Book Review of Cecilia's Diary by Erma Cuizon





Bird by bird (Sunstar Weekend)

Cecilia’s Diary
By Erma M Cuizon

When was the (first and/or) last time you read a real-life diary in a book form?

There are memoirs but they are actually written today in retrospect or in retirement. A memoir isn’t what we’re talking about here. Even the Diary of Anne Frank isn’t quite it.

It’s different when the diary has been written by a local girl in a normal time and now she is a novelist. The diary belongs to a Cebuana fictionist Cecilia Manguera Brainard who now lives in California and teaches writing at UCLA. It’s one she first wrote when she was 15.

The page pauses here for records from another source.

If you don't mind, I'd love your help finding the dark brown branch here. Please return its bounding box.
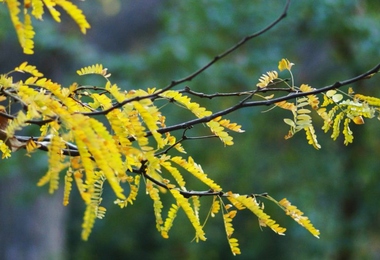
[78,0,290,116]
[137,63,380,138]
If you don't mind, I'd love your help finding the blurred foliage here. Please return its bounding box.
[0,0,380,259]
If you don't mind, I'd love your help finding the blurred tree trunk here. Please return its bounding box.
[0,158,66,260]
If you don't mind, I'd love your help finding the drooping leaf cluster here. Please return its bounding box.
[0,62,326,254]
[257,59,380,149]
[0,0,90,54]
[0,0,380,255]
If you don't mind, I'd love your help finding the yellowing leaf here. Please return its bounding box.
[278,59,294,71]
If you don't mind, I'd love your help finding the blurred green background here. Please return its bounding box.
[0,0,380,260]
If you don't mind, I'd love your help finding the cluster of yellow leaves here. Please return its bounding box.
[278,198,320,238]
[0,62,243,246]
[257,59,380,149]
[0,63,326,255]
[0,0,90,54]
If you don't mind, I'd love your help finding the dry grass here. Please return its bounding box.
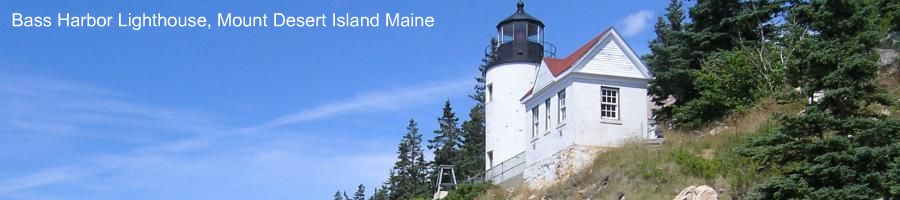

From the diary, you could see she has been a girl in town, a neighbor, a classmate, part of the gang, so familiar and real as though she were there in your past. As a teener at 18, she had regularly gone to places and times that aren’t there anymore. She went dancing at Sandtrap in Magellan Hotel (where the late pianist Marcial Sanson played), the Discotheque somewhere else, or listened to nightclub singers at Eddie’s Log Cabin and watched the city from a romantic view above the skylines at Diamond Tower. She has gone to all the fun get-together in upper town when parties were held in homes, if not in Casino Espanol only, such as the Bachelor and Fermina annual gigs. There was a drive-in nook called Dairy Queen.

Just off the press, Cecilia’s Diary 1962-1969 (published Anvil), is a memory piece for Cebuanos who grew up in that era. It’s so honest, you feel as though you’ve peeped into a private room. More than that, you’re in the room, the young girl’s distress and joys are yours.

The diary of Cecilia will remain to be a diary of a colegialia, originally written in long hand in 1962. She has hardly changed anything in it except correct some grammar lapses and changed some names.

But more than that, the diary is a look back at a special decade, the 60s. That was a time when young girls wore party dresses made of breathless organdy that went with “flowers, ribbons, pearls, diamonds”. Jack Kennedy was assassinated, Chubby Checker came, interesting Peace Corps Volunteers arrived in town, Birdman of Alcatraz was shown, guileless children played jackstones, the Vietnam was stepped up.

With this as backdrop, Cecilia kept wondering whether she’d become a nun, or get married, or even be a psychiatrist (after watching a crazy woman in Danao).

The diary changes as Cecilia matures, even in the way she wrote then. A 1966 entry says: “Time, what is time— death, bird, growing up, growing old. Just a stupid old cycle. Like water which dries up, gets carried by the soft fluffy clouds, and falls down again to the waiting earth.”

Yes, someone else’s diary could be like your own story.